そう、最近ワカメからわんこという担当に昇格(?)したばかりの切原くんだ。
「ってうお!?びびった……志眞先輩じゃないっすか。どうしてこんなとこに?部外者は立ち入り禁止っすよー?
……まさか先輩、ミーハー心に火でも」
なんで扉の前で立ち止まってんだよ邪魔だなって思っていたに違いない。ジャッカルの横からひょっこり顔を覗かせた切原くんの顔は、ガチで不良っぽかった。
しかし私の存在に気づいてしまえばすぐだった、いつもの明るい表情をパァッと浮かべて疑問を投げつける。というか最後のは何だ。ミーハー?

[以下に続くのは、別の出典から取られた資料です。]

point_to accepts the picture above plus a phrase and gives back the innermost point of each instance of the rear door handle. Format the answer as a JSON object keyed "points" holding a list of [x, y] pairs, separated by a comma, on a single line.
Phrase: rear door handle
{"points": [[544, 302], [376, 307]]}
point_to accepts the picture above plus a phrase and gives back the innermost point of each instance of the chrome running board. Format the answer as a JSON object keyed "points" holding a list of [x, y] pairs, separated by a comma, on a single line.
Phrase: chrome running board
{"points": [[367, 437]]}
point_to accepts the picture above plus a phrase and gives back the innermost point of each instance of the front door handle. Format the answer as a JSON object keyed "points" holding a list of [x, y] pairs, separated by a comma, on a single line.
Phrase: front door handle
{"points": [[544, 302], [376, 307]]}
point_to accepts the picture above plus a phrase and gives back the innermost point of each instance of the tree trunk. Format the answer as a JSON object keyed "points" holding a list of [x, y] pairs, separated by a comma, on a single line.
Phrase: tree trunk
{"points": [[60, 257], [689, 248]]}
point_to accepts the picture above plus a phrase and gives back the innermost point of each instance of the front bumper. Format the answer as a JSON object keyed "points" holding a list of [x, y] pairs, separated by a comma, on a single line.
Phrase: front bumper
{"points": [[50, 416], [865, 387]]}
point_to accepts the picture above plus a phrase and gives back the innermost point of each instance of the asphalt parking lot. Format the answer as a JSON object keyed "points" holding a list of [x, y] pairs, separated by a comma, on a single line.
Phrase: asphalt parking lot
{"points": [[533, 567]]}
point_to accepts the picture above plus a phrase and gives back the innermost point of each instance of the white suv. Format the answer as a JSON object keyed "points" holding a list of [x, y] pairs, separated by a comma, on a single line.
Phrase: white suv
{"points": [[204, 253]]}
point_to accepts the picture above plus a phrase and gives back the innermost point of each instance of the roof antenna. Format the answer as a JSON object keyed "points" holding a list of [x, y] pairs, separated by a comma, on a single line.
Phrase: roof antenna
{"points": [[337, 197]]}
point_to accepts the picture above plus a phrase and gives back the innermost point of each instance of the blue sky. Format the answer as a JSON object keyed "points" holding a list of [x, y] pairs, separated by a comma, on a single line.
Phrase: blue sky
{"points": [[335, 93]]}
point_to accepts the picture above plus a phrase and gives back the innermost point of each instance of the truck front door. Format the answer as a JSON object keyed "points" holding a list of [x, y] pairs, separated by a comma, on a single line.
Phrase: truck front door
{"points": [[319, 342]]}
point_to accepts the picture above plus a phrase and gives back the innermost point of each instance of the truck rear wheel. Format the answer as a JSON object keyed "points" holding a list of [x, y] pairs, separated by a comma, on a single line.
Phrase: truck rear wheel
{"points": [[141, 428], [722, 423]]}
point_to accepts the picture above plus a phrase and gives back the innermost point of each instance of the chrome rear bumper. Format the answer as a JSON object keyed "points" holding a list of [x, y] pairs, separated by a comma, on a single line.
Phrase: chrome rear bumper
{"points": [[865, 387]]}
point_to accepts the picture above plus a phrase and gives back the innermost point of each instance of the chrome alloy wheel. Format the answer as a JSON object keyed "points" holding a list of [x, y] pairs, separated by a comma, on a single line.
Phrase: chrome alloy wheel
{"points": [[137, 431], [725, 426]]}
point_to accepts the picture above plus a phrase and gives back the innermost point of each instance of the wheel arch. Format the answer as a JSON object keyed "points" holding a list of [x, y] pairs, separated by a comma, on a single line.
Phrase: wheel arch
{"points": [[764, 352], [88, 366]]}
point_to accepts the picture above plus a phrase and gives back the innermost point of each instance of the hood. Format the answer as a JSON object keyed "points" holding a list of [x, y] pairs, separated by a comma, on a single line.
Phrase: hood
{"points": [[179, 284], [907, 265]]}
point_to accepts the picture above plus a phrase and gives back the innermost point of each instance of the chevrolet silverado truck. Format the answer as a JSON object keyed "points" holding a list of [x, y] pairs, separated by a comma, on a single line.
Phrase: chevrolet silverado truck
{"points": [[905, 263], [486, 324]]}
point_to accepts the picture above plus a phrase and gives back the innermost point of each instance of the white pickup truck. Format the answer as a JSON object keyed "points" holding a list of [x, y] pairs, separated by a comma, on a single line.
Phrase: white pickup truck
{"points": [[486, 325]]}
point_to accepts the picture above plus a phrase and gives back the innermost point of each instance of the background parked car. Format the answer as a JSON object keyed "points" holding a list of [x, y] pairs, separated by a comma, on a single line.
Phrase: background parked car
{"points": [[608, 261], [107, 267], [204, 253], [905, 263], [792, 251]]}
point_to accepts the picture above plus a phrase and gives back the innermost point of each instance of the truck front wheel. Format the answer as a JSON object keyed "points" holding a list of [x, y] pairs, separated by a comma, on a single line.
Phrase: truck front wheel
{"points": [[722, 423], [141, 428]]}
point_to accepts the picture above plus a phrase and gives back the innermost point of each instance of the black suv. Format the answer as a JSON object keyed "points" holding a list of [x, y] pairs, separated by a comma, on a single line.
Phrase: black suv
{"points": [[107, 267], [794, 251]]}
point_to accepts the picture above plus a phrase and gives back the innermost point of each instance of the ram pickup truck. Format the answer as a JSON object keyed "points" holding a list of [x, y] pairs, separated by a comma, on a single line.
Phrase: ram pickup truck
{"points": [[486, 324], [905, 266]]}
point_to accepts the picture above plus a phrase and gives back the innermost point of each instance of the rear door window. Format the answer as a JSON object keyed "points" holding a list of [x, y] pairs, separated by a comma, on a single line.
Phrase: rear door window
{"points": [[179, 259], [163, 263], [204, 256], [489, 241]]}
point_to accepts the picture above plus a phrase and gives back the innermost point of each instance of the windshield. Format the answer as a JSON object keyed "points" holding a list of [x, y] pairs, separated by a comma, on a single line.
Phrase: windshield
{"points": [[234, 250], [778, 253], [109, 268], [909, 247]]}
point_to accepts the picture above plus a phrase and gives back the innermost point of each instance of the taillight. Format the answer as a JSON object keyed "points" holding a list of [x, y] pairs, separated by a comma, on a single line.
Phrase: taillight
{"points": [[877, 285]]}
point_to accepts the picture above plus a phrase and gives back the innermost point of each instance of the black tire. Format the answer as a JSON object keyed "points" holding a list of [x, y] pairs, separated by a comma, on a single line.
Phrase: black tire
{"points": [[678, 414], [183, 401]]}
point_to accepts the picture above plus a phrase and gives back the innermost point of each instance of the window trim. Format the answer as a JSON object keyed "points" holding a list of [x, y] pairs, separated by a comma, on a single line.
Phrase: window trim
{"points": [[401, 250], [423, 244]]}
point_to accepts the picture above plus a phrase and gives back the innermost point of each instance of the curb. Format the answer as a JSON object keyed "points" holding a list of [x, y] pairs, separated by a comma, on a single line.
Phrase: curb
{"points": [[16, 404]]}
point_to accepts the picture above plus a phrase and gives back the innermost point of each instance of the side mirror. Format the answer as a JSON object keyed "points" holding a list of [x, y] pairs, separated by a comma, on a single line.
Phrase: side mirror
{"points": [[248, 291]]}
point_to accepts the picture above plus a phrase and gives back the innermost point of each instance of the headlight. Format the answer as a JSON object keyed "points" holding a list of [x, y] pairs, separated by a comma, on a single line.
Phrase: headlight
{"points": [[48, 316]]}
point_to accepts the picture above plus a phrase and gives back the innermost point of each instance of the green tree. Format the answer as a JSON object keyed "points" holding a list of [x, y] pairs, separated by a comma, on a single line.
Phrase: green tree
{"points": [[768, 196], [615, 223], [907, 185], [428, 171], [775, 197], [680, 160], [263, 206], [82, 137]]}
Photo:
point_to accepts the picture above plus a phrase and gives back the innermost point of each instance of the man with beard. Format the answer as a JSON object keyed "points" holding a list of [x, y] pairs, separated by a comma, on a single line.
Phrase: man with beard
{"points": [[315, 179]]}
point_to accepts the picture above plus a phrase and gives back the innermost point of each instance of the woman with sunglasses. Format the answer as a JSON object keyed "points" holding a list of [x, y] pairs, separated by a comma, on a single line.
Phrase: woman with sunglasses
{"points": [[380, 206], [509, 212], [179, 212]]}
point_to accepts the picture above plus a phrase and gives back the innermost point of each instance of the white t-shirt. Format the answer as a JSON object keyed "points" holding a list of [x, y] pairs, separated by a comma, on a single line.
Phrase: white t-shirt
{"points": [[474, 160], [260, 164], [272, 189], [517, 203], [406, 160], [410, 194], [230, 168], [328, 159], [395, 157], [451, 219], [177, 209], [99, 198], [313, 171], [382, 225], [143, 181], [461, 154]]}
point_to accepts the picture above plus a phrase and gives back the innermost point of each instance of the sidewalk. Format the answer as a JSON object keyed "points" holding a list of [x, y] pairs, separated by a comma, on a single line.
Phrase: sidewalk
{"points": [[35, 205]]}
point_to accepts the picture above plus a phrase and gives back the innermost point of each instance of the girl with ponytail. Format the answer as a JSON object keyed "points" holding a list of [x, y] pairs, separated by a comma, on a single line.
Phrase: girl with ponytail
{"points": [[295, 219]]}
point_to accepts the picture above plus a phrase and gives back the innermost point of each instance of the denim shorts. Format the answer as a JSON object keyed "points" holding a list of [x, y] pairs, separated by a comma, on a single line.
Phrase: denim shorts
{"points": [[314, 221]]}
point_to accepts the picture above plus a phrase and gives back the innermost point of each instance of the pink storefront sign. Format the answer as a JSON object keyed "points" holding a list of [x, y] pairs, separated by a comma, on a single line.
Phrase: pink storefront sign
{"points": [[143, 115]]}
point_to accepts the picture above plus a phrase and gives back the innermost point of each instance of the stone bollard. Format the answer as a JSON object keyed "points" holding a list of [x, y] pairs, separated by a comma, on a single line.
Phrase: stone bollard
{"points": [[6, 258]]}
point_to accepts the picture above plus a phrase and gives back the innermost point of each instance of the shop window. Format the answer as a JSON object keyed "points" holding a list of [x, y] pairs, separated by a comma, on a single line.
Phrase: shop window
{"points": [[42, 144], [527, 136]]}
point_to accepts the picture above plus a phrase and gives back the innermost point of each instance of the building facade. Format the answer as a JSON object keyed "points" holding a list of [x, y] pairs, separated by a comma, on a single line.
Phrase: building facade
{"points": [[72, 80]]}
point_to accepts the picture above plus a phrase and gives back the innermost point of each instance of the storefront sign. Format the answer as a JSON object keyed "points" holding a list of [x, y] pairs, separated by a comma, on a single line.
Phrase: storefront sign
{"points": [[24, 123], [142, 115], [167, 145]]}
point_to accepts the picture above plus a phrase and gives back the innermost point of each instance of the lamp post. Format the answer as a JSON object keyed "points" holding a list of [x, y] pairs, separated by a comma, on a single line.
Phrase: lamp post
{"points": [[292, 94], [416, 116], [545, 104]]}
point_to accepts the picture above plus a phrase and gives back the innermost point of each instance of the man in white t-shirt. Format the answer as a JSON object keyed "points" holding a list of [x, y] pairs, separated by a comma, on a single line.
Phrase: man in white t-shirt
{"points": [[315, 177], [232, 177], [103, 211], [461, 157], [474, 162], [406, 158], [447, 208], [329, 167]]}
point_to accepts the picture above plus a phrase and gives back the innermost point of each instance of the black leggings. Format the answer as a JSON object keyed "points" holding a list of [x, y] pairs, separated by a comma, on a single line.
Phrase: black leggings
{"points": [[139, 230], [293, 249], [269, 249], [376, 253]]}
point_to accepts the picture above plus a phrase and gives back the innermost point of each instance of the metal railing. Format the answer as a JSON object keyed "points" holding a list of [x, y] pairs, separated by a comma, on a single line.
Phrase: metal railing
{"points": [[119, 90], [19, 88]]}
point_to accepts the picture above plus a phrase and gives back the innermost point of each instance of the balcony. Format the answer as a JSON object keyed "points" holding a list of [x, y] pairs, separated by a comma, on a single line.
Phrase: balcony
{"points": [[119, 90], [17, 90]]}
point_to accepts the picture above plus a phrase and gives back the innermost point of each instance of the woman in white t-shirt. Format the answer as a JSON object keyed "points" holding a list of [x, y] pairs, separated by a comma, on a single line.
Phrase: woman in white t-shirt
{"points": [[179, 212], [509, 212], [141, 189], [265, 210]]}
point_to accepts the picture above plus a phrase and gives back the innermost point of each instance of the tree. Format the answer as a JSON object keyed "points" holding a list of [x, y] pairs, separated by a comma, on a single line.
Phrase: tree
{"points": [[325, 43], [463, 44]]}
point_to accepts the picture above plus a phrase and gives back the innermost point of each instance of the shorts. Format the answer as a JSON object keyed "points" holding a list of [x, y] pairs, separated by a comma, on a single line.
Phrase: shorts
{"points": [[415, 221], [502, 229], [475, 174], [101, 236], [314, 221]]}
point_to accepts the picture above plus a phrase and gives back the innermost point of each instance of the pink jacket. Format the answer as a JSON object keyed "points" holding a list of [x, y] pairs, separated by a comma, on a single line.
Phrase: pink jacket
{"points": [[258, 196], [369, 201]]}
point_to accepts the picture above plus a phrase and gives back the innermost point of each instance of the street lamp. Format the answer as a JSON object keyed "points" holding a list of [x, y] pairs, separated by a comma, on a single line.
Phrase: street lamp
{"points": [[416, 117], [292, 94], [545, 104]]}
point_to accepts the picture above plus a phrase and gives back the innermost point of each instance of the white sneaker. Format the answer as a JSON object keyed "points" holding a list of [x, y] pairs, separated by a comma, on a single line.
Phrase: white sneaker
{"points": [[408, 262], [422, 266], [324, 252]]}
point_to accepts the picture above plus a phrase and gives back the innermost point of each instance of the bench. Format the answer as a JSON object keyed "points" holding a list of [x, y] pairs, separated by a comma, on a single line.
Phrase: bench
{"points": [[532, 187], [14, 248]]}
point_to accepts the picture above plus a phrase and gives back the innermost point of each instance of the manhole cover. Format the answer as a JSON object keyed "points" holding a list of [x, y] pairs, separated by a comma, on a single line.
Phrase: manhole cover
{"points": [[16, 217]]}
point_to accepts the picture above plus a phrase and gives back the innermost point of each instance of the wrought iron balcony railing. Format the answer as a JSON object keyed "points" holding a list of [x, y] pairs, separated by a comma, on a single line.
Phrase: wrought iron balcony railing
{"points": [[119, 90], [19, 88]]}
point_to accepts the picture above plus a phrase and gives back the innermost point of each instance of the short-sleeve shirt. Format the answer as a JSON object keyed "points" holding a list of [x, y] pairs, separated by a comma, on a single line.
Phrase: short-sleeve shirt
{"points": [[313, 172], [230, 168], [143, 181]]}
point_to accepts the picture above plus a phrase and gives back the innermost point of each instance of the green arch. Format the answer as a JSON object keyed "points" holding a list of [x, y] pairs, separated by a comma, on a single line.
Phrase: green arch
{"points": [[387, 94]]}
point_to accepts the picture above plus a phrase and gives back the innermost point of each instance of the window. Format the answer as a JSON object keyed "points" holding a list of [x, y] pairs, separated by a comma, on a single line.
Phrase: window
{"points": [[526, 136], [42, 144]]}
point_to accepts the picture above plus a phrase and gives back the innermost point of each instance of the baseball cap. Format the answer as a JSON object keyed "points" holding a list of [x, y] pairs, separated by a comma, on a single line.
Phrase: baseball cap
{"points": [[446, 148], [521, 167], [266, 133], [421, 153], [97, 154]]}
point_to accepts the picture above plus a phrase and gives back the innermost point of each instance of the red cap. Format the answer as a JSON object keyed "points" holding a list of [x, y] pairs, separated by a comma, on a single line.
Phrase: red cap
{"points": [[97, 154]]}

「なんで私がテニス部に対してキャアキャア言わなきゃいけないの」
「そうっすよねー」
なら心配ないっす、と言ってガチャ、と。
ガチャと、いとも簡単にドアノブを捻りやがりました切原くんこのやろう!あんた私がここに呼ばれている理由ほんとに知らないの!?それともわざと!?
ヒュオオオオオオ……
おかしいな。すごく不気味な風が吹いているよ。
ゴクリと口に溜まった唾液を飲み込む。なんというか、この雰囲気はあれによく似ている……ゲームの終盤、べらぼうに強いラスボスを目の前にしてちょっと怖気づいて立ち尽くしている様に。
そうだ、今の私はまさに、勇敢な勇者。
「臆病者、の間違いじゃないかな?」
――早く入れよ。
ぎゃああ最終ステージから声が聞こえて……!
ってか普通に人の心読みやがったあの人怖いいいいいい!
「悪い志眞、俺も怖いから入るぞ」
「やだ!やだやだ今の幻聴だよ!」
「悪あがきはよそうぜ。見てるから、すっげえ恐ろしいくらいの笑み浮かべて座って俺達を見てるから。よし、入る」
「ぎゃあっ」
ジャッカルは、押した。ぽん、ではない。
私の背中をドンと力いっぱい押して部屋の中に押し込んだ。
「やあ、待ってたよ。盗撮野郎」
勢いに負けて崩れ込むと、私の目の前には、それはもう恐ろしいくらいの笑顔をしたテニス部の部長さんがいらっしゃいました。